L'euro a grimpé au-dessus de 1,1550 face au dollar pour la première fois en trois semaines après que les remarques de l'ancien président Donald Trump sur la fin de la guerre en Iran ont affaibli la devise américaine et déclenché un large rallye de l'appétit pour le risque.
« La BCE ne peut exclure des changements de taux d'intérêt dès avril si les prix de l'énergie restent élevés pendant longtemps », a déclaré Madis Muller, membre du Conseil des gouverneurs de la BCE, renforçant ainsi l'euro.

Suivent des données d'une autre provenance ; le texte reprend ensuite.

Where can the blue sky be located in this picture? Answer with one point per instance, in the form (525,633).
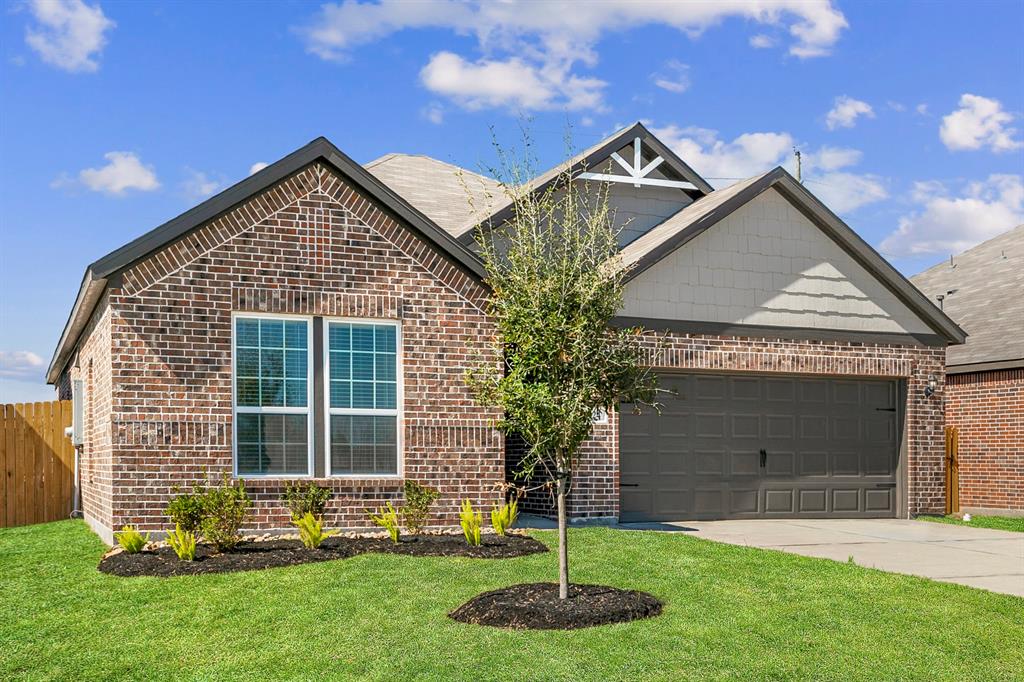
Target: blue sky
(118,116)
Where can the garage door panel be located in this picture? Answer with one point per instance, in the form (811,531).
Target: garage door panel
(830,450)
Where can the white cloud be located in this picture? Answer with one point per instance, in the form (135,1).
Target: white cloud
(199,185)
(20,365)
(845,193)
(68,34)
(748,155)
(945,224)
(433,113)
(521,46)
(724,162)
(675,77)
(123,172)
(979,122)
(512,83)
(845,112)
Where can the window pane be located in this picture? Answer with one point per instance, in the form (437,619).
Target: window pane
(363,394)
(271,334)
(247,332)
(272,444)
(364,444)
(363,367)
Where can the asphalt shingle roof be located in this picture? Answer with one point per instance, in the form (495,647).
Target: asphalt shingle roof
(984,294)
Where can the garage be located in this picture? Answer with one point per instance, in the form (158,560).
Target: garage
(745,445)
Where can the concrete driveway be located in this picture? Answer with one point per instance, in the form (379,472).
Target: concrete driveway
(979,557)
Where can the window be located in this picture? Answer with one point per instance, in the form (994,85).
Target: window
(363,398)
(272,388)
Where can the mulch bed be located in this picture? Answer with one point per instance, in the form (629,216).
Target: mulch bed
(274,553)
(537,606)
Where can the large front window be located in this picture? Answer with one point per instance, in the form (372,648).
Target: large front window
(282,363)
(363,400)
(272,391)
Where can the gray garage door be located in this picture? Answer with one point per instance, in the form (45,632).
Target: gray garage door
(758,446)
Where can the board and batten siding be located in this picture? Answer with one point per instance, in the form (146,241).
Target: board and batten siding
(767,264)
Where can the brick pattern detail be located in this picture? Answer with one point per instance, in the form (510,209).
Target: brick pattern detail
(310,246)
(988,410)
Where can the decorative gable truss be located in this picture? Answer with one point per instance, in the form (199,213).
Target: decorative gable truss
(638,173)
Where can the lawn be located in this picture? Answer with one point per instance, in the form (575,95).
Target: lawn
(998,522)
(730,612)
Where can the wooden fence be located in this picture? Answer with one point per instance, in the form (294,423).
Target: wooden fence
(952,470)
(37,462)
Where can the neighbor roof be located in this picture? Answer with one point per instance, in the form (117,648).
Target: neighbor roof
(450,196)
(707,211)
(96,275)
(983,291)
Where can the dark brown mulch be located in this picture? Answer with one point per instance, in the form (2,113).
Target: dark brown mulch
(273,553)
(537,606)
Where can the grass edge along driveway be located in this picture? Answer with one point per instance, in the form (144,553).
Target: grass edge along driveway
(730,611)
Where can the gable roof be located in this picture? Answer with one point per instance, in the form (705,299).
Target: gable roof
(450,196)
(588,159)
(321,150)
(706,212)
(981,290)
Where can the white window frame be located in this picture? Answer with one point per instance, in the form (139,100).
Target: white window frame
(399,398)
(308,410)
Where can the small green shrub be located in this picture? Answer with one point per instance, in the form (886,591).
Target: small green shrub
(182,542)
(503,518)
(305,499)
(131,540)
(186,510)
(471,522)
(417,508)
(311,530)
(225,508)
(387,518)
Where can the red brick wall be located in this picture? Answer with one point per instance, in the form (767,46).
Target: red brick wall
(924,424)
(988,410)
(309,246)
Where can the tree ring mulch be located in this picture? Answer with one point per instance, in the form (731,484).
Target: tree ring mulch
(249,555)
(537,606)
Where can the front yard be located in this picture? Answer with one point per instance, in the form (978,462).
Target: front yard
(730,611)
(1015,523)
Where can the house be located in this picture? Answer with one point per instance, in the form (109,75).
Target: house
(314,321)
(983,290)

L'indice du dollar américain (DXY) a reculé de 0,53 % par rapport à un sommet de 10,5 mois, l'amélioration du sentiment ayant freiné la demande de liquidités. Le mouvement a été amplifié par la chute des rendements du Trésor américain, le taux à 10 ans perdant neuf points de base à 4,34 %. Du côté des actions, l'indice Euro Stoxx 600 a clôturé en hausse de 0,9 %.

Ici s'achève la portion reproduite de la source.